Primeiro de forma subtil, depois abertamente, a crítica de Pureza ia também para o PSD de Rui Rio. Quando referiu que a extrema-direita desenvolve “a indústria da mentira”, com que “excita os seus fiéis”, para conseguir aquilo que “já não esconde” — “exterminar a esquerda” —, estava a referir-se às palavras da candidata social-democrata à Câmara Municipal da Amadora, Suzana Garcia. “Se a extrema-direita quer exterminar o Bloco, é porque esta é a força que mais lhe faz frente e que a vai derrotar.”
Apontando incongruências a esse campo político, por reivindicar o combate à corrupção mas não falar do Novo Banco, por afirmar que há uma “invasão islâmica” em curso na Europa e fazer silêncio sobre “a escravatura nas estufas de Odemira”, Pureza concluiu diretamente para os dois principais partidos. O PS “está enganado” se acha que o crescimento da direita radical lhe garante mais votos pelo centro, e o PSD tem de parar de “namorar irresponsavelmente” essa direita.
Já Fernando Rosas foi o último dos fundadores do Bloco a falar na XII Convenção, e um dos primeiros a puxar pelo debate ideológico. Depois de Luís Fazenda e de Francisco Louçã, Rosas subiu ao púlpito para deixar avisos sobre a organização interna do partido que ajudou a fundar, mas também para um sério alerta: o perigo dos extremismos de direita.
“É meu entendimento que o Bloco de Esquerda tem de dar uma outra atenção à luta no plano ideológico”, disse Fernando Rosas, para quem “minimizar o combate das ideias ou afogá-lo na permanente urgência do imediato é correr o risco de nos desarmarmos, de insensivelmente nos transfigurarmos e de só dar por isso quando for tarde de mais”.
A plateia entusiasmou-se com um dos poucos que ignorou o PS nos discursos. “A direita tradicional tende a aliar-se com a nova extrema-direita porque esta lhe abre caminho para um novo tipo de regime, e a extrema-direita encosta-se às velhas direitas porque essa é forma de chegar ao poder”, detalhou o historiador.

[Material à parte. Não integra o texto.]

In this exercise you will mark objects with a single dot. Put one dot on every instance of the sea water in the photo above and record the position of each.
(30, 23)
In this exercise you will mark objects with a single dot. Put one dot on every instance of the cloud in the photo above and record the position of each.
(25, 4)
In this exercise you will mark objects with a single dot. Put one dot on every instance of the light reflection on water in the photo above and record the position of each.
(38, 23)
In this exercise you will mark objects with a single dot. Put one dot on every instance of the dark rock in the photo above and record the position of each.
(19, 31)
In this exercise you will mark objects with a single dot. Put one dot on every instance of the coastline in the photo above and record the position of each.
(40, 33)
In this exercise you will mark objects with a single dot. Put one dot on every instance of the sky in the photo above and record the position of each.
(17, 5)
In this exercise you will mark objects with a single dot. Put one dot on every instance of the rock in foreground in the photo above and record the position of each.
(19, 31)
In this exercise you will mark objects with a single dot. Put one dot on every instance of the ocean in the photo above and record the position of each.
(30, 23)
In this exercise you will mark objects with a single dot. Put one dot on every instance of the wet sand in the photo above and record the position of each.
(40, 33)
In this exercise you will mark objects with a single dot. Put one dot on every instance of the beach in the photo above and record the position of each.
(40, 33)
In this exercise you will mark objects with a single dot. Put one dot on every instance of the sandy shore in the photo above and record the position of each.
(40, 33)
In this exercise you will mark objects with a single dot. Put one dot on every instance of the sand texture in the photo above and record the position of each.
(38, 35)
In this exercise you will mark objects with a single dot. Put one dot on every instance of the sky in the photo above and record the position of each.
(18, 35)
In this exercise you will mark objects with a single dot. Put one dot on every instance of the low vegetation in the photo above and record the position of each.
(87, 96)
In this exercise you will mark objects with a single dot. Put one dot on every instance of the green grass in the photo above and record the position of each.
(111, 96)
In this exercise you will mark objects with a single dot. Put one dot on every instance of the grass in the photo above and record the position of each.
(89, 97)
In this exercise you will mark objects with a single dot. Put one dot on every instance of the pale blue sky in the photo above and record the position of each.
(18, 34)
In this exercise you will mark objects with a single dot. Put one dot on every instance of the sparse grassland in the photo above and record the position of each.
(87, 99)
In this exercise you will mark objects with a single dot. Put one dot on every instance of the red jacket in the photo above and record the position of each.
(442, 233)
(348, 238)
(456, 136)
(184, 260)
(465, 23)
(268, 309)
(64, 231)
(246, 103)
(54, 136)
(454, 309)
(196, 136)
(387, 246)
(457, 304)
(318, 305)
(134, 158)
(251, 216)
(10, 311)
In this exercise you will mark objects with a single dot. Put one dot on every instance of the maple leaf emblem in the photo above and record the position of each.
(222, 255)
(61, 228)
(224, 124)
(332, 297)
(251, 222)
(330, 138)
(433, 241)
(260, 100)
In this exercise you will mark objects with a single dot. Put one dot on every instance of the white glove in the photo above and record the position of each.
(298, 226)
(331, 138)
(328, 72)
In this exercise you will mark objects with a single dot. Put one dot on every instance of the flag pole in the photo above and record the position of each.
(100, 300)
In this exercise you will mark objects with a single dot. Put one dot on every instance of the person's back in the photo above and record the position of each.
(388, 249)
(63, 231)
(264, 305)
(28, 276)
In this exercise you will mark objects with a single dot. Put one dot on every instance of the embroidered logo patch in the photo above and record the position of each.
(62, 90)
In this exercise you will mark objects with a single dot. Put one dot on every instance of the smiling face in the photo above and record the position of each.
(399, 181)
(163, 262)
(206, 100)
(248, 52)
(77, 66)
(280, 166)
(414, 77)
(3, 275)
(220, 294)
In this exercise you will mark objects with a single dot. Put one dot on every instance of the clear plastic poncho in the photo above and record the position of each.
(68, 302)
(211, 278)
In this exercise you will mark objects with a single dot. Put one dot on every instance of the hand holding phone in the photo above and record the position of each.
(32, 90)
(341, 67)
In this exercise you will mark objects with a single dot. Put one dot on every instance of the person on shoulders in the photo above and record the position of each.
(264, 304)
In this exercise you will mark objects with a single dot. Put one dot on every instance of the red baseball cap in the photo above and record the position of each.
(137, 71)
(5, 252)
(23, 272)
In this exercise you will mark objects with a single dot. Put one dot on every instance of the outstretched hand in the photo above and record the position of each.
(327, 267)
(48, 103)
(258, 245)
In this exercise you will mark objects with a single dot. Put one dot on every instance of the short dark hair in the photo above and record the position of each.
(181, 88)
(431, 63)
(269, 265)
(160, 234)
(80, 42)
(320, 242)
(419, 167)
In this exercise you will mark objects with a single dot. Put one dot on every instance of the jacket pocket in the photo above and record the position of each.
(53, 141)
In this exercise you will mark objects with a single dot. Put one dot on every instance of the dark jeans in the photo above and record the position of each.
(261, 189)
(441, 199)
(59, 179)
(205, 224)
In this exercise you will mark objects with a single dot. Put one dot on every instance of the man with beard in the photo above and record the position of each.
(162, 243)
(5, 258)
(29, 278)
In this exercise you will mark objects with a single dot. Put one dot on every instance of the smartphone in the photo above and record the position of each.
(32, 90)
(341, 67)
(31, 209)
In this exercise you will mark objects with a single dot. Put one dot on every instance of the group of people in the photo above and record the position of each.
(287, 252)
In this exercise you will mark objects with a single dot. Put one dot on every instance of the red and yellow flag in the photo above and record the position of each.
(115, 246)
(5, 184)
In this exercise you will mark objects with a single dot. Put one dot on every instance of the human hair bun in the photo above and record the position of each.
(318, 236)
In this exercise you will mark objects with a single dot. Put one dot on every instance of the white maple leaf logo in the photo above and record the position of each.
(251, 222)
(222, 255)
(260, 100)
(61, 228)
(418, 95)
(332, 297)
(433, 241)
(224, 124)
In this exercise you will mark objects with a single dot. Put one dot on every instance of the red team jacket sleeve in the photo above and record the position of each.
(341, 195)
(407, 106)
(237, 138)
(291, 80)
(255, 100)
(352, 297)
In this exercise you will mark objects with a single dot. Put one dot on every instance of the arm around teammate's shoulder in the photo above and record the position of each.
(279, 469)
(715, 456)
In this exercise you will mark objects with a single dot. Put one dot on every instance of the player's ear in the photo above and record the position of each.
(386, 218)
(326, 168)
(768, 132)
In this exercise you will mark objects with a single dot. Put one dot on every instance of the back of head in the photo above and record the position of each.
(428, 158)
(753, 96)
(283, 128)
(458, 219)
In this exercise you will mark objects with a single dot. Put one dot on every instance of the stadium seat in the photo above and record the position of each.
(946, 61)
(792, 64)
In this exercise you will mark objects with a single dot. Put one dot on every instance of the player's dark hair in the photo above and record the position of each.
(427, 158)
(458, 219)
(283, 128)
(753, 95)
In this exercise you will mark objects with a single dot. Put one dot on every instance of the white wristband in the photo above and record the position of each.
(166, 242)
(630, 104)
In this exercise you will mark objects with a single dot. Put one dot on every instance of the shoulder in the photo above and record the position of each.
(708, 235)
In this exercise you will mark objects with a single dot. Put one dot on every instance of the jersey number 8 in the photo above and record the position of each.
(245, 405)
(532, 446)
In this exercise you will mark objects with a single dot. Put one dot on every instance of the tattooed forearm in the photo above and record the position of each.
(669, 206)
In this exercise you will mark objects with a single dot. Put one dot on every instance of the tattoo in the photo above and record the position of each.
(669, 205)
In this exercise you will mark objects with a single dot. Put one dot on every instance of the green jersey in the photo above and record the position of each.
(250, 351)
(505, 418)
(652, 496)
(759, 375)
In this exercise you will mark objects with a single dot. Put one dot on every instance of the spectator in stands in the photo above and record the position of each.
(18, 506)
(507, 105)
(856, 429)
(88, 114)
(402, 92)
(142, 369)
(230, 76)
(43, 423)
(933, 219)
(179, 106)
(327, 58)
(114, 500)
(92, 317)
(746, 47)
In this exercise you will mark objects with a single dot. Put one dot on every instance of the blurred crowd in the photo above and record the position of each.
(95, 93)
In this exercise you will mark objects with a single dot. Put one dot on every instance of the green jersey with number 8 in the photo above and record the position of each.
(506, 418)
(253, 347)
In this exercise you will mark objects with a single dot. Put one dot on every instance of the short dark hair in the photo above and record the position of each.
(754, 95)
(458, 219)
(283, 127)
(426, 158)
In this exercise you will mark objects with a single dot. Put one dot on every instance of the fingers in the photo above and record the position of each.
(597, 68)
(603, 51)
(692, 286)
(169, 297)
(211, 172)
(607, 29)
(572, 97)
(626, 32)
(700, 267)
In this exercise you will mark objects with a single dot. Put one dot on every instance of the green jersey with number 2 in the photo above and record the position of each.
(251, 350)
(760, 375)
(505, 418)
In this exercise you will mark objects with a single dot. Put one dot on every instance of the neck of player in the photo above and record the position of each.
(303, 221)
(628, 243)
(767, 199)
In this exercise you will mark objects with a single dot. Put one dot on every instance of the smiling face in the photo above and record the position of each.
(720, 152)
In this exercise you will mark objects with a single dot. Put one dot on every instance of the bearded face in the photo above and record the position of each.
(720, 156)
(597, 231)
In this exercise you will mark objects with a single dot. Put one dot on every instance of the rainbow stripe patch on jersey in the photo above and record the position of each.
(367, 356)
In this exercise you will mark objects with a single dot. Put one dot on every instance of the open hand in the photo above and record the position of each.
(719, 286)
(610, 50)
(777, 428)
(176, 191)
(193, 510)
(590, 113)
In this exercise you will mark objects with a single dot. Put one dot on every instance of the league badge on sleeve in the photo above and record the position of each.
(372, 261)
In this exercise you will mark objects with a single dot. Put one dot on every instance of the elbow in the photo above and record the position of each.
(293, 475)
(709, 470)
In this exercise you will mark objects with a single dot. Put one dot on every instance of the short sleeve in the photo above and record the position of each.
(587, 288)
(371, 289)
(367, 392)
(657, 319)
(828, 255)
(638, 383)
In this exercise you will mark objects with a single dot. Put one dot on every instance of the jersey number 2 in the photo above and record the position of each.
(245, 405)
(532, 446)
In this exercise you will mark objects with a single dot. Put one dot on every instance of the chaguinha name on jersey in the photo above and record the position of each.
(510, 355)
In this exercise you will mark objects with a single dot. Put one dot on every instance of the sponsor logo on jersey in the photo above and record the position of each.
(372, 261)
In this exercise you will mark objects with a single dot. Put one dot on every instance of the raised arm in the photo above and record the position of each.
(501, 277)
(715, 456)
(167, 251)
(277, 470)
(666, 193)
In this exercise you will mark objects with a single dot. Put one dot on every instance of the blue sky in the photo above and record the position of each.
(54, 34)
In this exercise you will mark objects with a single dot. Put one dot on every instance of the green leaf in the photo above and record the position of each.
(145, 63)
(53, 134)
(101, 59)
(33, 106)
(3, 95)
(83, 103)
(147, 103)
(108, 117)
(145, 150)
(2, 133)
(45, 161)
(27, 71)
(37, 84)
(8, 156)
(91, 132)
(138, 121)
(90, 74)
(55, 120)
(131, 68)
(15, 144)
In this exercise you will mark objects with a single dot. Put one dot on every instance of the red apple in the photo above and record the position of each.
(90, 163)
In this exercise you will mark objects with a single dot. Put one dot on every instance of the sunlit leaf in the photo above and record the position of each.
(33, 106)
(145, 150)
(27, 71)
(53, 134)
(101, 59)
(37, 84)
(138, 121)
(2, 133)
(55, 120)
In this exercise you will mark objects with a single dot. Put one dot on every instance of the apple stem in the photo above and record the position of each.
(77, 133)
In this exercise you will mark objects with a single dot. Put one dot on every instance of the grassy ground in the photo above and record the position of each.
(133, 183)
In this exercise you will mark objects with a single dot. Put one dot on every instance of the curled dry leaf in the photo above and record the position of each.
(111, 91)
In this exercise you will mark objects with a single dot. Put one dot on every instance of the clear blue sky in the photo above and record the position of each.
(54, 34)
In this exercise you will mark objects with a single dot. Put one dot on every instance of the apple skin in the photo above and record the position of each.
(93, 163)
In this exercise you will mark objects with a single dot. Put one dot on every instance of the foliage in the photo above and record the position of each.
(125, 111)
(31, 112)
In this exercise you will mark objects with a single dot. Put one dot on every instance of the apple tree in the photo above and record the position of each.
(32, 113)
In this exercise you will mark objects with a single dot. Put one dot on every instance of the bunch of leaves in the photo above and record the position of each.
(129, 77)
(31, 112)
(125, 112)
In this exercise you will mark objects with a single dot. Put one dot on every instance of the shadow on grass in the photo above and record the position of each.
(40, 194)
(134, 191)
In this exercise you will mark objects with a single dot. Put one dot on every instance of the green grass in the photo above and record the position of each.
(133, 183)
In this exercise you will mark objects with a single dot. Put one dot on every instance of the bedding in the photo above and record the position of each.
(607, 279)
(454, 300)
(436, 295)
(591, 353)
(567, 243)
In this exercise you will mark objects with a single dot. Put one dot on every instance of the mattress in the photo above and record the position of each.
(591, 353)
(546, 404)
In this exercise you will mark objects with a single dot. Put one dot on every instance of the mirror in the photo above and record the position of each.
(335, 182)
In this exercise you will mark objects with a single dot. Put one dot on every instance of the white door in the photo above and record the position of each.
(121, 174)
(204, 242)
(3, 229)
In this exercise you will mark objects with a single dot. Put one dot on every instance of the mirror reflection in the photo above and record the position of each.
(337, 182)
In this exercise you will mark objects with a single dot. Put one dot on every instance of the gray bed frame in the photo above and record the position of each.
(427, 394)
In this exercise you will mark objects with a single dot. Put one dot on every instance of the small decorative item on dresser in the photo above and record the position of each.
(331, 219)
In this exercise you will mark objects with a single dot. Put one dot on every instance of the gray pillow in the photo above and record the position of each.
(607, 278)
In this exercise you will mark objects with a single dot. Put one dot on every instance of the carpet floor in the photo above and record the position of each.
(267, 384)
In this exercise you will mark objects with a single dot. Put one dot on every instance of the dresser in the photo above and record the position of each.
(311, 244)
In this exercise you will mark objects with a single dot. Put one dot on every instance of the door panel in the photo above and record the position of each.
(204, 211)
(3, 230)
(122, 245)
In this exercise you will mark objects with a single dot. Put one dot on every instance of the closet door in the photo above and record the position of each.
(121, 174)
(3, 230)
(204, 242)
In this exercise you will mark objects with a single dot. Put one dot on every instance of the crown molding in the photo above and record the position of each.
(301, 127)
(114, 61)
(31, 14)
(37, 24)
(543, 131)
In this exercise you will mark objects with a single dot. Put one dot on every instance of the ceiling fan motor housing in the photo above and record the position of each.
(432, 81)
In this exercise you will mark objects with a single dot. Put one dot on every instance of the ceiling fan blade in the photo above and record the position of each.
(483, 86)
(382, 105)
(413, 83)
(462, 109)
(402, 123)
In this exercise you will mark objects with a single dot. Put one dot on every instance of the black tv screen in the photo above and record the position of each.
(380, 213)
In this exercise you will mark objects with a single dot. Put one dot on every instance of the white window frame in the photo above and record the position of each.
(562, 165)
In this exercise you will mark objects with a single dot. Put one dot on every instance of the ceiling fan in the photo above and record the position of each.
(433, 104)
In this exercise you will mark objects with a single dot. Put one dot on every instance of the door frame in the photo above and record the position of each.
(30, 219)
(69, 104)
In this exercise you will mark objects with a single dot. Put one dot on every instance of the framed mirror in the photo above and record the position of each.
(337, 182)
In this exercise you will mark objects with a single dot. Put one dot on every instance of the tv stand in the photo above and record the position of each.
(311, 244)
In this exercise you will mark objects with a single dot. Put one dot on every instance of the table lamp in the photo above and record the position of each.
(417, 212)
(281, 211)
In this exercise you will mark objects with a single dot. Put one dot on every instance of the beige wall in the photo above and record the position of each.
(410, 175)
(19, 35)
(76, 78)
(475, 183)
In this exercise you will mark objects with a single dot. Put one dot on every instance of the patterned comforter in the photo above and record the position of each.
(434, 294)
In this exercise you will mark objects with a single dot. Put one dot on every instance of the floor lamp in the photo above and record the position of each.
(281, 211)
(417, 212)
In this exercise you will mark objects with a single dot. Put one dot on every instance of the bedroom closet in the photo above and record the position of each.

Rosas identifica em Portugal um “discurso passadista”, uma “nostalgia serôdia”, que tende a “banalizar ou enaltecer o regime fascista” e a “glorificar o domínio colonial”. E vê como única forma de o combater um resgate do socialismo, que nunca será poder se não conquistar “a adesão larga e combativa de grande parte das classes trabalhadoras e do povo”. O combate dos próximos anos é ideológico. “Não venceremos a ameaça antidemocrática das direitas se elas lograrem manter a hegemonia ideológica.”